4‑miesięczny chłopczyk w szpitalu, policja zatrzymała jego ojca
Z licznymi obrażeniami głowy oraz
podejrzeniem pęknięcia podstawy czaszki trafił do
katowickiego szpitala czteromiesięczny Bartek. Policja podejrzewa,
że dziecko mogło paść ofiarą przemocy. Zatrzymano ojca chłopczyka.
24.07.2005 | aktual.: 24.07.2005 16:09
Dziecko przyniosła w niedzielę do szpitala jego 20-letnia matka. Pracownicy szpitala zawiadomili policję. 24-letni ojciec chłopczyka, konkubent jego matki, został zatrzymany do wyjaśnienia sprawy - powiedział Janusz Jończyk z zespołu prasowego śląskiej policji. Matka tłumaczyła, że dziecko jest w takim stanie od wczorajszego wieczora, ale konkubent nie pozwolił jej wyjść z mieszkania.

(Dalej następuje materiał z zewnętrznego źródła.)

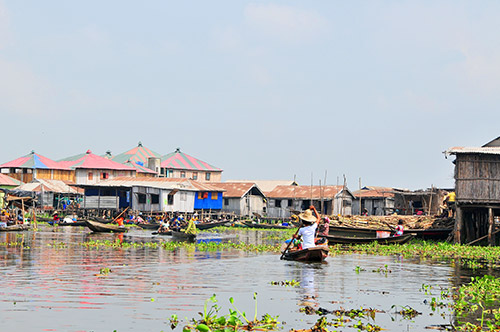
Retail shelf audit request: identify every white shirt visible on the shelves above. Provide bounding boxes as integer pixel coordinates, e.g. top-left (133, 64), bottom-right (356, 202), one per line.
top-left (298, 223), bottom-right (318, 249)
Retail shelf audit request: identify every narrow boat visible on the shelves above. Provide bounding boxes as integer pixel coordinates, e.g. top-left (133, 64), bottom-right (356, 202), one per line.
top-left (320, 233), bottom-right (415, 244)
top-left (282, 246), bottom-right (329, 262)
top-left (172, 231), bottom-right (196, 241)
top-left (196, 220), bottom-right (230, 230)
top-left (328, 225), bottom-right (453, 240)
top-left (243, 221), bottom-right (295, 229)
top-left (85, 220), bottom-right (128, 233)
top-left (136, 222), bottom-right (160, 231)
top-left (0, 225), bottom-right (30, 232)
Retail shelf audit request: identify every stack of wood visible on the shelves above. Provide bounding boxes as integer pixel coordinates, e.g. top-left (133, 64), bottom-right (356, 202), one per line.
top-left (330, 215), bottom-right (455, 230)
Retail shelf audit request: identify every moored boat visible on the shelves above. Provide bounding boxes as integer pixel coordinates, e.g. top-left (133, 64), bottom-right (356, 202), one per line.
top-left (0, 224), bottom-right (30, 232)
top-left (282, 246), bottom-right (329, 262)
top-left (196, 220), bottom-right (229, 230)
top-left (172, 231), bottom-right (196, 241)
top-left (243, 221), bottom-right (295, 229)
top-left (320, 233), bottom-right (415, 244)
top-left (85, 220), bottom-right (128, 233)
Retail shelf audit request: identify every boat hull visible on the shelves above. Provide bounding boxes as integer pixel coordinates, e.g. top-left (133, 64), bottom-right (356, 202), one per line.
top-left (85, 220), bottom-right (128, 233)
top-left (283, 246), bottom-right (329, 262)
top-left (321, 233), bottom-right (415, 244)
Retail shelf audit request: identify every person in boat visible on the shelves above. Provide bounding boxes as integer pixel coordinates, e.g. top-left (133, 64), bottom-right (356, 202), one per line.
top-left (394, 219), bottom-right (404, 236)
top-left (294, 205), bottom-right (321, 249)
top-left (318, 217), bottom-right (330, 236)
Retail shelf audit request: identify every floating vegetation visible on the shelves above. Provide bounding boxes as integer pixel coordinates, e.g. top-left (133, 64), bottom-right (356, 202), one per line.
top-left (271, 279), bottom-right (300, 287)
top-left (452, 275), bottom-right (500, 331)
top-left (180, 293), bottom-right (280, 332)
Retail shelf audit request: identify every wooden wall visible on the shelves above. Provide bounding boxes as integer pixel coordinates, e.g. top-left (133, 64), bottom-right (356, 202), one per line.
top-left (455, 154), bottom-right (500, 203)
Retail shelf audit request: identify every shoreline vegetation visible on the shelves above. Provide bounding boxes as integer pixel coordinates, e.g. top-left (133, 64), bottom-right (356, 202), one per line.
top-left (0, 226), bottom-right (500, 332)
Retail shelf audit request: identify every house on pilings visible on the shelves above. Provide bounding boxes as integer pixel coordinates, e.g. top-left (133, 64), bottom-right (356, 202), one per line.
top-left (445, 137), bottom-right (500, 245)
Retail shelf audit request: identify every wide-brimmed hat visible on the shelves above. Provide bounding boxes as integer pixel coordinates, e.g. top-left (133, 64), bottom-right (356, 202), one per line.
top-left (299, 209), bottom-right (316, 223)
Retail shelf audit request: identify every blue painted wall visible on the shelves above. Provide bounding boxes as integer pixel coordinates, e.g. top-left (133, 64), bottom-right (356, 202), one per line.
top-left (194, 192), bottom-right (222, 210)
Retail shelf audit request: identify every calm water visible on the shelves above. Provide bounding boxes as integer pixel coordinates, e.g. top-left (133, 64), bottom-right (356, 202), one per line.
top-left (0, 227), bottom-right (468, 331)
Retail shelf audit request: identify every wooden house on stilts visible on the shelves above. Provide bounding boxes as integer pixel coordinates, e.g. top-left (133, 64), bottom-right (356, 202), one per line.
top-left (445, 137), bottom-right (500, 245)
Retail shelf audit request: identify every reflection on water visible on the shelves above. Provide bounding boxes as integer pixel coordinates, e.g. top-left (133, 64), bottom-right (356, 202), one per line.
top-left (0, 227), bottom-right (484, 331)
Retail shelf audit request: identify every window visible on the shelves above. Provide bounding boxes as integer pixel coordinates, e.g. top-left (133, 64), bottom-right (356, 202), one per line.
top-left (151, 194), bottom-right (160, 204)
top-left (137, 194), bottom-right (146, 204)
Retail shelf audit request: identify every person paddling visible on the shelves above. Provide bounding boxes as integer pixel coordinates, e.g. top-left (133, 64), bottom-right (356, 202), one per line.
top-left (293, 205), bottom-right (321, 249)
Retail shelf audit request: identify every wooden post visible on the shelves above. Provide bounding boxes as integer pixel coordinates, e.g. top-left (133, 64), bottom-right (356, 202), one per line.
top-left (488, 207), bottom-right (495, 246)
top-left (454, 206), bottom-right (464, 244)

Dziecko trafiło do Górnośląskiego Centrum Zdrowia Dziecka i Matki w Katowicach. W ocenie lekarzy, choć malec ma poważne obrażenia głowy z podejrzeniem pęknięcia podstawy czaszki. Jego życiu nie grozi jednak niebezpieczeństwo.
W niedzielę po południu 24-latek był przesłuchiwany. Podejrzenia policjantów wzbudziły jego niekonsekwentne zeznania.
Najpierw mężczyzna tłumaczył, że chłopczyk spadł z wersalki, a gdy lekarze wykluczyli, że obrażenia dziecka mogły powstać od takiego wypadku, powiedział, że chłopczyk wypadł mu nagle z rąk na posadzkę w kuchni. Policjanci podejrzewają jednak, że Bartek mógł paść ofiarą agresji swojego ojca.